Shakespeare wrote, "The quality of mercy is not strained." Our mercy will soon be tested.
Few Americans sense the approaching cloud of grief. It will sweep over our land as waves of soldiers return from war, wounded and dispirited by post-traumatic stress. Until now, civilians have been strangely exempt from sacrifice. The soldiers' work will end. Ours is just beginning.
If we supported the Iraq war, now let us show it. Help a soldier carry war's everlasting pain. If we were opposed, holding compassion more noble than war, now let us give that compassion to the warrior. Never again neglect the veteran, as we did after Viet Nam. And if we blame, let us blame the dreamers of this war who never fought, not the fighters who shoulder the nightmare.
Connect with a veteran's family. Share meals with them. Listen without judgment. Breathe a soldier's trouble into your heart. If they can't speak about it, don't abandon them to isolation. Keep returning to say, "I'm here for you." Walk along a beach beside them, skipping stones into silent water.
We are chastened yet wiser now, called not to the arrogance of empire, but the quality of mercy.
(First published in the Seattle Times, May 28, 2007)
I teach Old Testament and World Religion courses to soldier for college credit. It's a distance learning program, and most of my students are in Iraq. I ask them to write their own Psalms and Laments, using the ancient Hebrew literary forms and filling them with their own experience. The following 'Soldier's Lament' speaks for itself. It was written by a soldier who has been in the infantry for 16 years. Thank you, D.L.
A SOLDER’S LAMENT
Lord, be with me and watch over me, because those who plot my death are many and dangerous.
The dangers are many in this place where I dwell; home is so far away and the days are lonely.
The faces are strange and the language so different; hate can be seen in their eyes each day.
My family I have left, so that I can protect those who cannot protect themselves; but who protects me in this place that is not my home?
Trouble and death fill my heart, because this could possibly be my last day.
Lord, be with me and keep me safe; bless my courage and strength.
Keep my enemies away, dear Lord.
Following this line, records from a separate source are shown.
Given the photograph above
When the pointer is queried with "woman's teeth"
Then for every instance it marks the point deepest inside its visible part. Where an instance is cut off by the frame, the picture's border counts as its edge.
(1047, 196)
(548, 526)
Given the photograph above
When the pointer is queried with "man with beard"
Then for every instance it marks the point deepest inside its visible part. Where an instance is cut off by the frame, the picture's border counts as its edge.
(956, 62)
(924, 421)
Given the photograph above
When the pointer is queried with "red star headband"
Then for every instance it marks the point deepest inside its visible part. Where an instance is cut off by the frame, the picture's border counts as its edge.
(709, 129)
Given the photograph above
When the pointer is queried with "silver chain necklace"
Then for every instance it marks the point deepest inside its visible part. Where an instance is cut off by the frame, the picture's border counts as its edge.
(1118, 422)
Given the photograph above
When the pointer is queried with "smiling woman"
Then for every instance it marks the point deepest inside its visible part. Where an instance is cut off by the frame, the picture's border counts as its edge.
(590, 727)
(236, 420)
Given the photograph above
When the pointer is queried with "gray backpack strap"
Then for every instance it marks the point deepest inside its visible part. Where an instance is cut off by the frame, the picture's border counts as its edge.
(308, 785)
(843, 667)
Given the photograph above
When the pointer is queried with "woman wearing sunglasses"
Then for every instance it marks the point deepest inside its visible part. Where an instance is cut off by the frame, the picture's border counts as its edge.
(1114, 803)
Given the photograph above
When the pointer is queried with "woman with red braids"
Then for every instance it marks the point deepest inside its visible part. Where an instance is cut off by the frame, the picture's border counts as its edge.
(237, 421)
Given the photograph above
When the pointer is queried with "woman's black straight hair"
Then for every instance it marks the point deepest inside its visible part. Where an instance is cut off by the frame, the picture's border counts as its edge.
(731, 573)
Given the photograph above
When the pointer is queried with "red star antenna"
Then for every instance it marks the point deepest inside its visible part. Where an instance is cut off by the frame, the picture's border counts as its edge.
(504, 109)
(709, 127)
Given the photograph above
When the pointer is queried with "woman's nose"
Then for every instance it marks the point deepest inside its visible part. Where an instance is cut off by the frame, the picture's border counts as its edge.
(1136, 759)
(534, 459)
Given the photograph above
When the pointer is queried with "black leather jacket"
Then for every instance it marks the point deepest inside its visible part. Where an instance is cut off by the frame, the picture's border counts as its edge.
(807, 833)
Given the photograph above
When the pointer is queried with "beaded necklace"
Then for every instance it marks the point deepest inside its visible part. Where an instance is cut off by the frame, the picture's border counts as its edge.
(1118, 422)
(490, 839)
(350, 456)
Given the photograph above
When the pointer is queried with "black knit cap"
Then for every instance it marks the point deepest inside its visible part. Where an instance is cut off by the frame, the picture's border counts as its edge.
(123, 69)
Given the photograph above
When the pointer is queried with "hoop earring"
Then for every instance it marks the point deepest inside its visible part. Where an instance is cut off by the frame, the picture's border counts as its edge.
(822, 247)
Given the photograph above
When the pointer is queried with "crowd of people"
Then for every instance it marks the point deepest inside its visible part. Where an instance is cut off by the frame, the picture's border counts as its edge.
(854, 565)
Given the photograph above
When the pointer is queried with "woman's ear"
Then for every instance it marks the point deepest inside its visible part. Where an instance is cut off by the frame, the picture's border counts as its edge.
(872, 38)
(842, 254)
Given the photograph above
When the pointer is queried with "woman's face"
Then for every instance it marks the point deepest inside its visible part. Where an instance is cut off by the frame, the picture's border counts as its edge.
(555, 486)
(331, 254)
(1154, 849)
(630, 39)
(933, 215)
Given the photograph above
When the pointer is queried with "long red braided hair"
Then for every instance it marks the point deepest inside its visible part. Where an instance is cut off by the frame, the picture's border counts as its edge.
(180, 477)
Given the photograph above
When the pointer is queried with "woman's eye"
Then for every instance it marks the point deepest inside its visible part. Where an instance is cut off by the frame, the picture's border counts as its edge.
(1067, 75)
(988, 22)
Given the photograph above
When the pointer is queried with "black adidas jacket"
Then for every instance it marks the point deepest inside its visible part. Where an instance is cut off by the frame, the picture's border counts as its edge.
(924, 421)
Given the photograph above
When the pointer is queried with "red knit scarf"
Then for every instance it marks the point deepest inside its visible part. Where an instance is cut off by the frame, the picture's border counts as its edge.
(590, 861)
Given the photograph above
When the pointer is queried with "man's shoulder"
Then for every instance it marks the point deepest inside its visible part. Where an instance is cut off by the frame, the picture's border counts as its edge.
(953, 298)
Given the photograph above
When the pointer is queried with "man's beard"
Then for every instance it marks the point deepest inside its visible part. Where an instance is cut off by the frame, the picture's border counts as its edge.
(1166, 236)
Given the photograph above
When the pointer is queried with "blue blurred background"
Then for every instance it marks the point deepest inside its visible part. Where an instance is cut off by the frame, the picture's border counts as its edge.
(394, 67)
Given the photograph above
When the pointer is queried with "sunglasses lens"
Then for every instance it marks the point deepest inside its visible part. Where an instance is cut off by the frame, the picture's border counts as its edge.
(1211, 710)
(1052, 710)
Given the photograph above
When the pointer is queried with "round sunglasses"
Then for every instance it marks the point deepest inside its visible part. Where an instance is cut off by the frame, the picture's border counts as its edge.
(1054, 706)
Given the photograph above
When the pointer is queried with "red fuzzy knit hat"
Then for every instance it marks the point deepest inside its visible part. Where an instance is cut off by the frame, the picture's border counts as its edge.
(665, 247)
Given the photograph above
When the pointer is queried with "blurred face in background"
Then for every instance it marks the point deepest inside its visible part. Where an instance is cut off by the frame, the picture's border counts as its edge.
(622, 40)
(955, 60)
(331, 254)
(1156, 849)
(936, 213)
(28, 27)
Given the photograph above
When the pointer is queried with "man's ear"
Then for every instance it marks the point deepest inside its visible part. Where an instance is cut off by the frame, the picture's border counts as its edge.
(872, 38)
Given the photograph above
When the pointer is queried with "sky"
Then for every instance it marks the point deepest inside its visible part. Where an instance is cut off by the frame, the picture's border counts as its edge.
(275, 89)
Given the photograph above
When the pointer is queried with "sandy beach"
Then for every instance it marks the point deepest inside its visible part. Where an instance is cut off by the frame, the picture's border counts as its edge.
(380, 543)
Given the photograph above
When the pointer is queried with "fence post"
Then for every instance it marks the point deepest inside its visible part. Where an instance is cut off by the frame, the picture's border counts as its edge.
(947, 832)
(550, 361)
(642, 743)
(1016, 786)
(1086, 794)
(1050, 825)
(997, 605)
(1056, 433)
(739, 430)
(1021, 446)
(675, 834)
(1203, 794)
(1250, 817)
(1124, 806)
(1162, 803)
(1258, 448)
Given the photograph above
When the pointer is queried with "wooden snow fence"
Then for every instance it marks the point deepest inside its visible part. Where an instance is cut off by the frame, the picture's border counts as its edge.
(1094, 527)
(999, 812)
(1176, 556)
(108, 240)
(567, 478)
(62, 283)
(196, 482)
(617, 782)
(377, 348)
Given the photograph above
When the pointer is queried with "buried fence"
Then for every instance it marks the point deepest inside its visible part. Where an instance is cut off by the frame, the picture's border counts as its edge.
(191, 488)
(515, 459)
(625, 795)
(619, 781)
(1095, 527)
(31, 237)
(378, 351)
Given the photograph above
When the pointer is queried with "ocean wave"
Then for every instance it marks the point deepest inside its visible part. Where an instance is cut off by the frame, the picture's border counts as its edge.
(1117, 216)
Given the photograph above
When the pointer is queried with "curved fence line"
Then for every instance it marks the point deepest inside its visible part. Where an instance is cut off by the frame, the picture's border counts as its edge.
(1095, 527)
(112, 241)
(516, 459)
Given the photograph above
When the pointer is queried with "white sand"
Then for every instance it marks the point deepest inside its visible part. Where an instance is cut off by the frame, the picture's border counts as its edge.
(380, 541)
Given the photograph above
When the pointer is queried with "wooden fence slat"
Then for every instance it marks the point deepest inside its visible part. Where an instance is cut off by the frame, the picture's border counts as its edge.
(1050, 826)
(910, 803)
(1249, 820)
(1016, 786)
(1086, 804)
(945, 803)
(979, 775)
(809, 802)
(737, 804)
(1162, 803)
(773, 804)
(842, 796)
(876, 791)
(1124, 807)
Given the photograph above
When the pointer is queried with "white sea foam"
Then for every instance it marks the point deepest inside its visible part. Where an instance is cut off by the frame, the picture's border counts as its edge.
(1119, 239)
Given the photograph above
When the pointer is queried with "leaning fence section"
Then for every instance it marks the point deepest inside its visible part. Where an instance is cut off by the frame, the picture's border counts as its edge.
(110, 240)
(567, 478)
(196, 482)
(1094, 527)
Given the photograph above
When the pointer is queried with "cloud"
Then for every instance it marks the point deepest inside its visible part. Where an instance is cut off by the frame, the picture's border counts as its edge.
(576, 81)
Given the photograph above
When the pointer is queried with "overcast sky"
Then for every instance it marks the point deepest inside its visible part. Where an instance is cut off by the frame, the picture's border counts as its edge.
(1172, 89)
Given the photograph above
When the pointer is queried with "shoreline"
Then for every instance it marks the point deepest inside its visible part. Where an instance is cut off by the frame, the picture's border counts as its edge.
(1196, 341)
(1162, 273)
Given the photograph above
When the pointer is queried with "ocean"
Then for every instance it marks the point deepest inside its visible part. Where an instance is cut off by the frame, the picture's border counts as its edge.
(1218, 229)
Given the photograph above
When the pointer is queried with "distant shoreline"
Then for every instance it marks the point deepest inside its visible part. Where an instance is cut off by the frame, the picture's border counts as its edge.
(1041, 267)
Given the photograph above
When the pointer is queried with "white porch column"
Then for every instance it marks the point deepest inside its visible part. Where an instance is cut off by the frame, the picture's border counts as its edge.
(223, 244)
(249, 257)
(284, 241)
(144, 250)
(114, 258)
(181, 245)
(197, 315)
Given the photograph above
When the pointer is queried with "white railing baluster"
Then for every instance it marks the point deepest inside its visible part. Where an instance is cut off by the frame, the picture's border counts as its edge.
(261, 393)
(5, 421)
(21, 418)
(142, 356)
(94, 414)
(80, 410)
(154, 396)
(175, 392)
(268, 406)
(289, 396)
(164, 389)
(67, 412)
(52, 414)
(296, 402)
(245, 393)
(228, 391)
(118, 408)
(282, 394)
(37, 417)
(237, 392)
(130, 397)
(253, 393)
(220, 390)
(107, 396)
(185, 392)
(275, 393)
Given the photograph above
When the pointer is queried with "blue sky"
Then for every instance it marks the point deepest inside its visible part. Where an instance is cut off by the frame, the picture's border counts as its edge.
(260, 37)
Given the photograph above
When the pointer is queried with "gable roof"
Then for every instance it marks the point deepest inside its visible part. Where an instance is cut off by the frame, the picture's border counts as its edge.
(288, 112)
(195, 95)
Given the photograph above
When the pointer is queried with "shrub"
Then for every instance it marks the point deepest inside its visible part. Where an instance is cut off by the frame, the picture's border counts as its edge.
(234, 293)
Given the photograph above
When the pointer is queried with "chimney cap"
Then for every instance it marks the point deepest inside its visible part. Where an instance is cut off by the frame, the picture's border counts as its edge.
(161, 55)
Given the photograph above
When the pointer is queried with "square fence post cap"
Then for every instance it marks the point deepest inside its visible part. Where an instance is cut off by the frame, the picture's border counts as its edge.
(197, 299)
Weaken their hearts' desire to rise up against me; cast down their will to fight; and make my strength endure their hatred.
You have never forsaken me; you keep me close to your bosom.
Bring me home to my wife and children, so that my eyes can see no more death and pain.
I have wept for friends you have called home to you, but your love has kept me here.
Strengthen my hope and courage, so that I can strike down my enemy.
I crave the courage to perform every day, but it is you, dear Lord, who feeds that hunger; I need to go on.
Strengthen my hope and courage so that I can strike down the wolf that stands at my door.
I feared death and wanted to cower; you comforted me, and became my sword and shield.
Let peace fall unto the children of Babylon, so that the Eagle may depart the unforgiving land.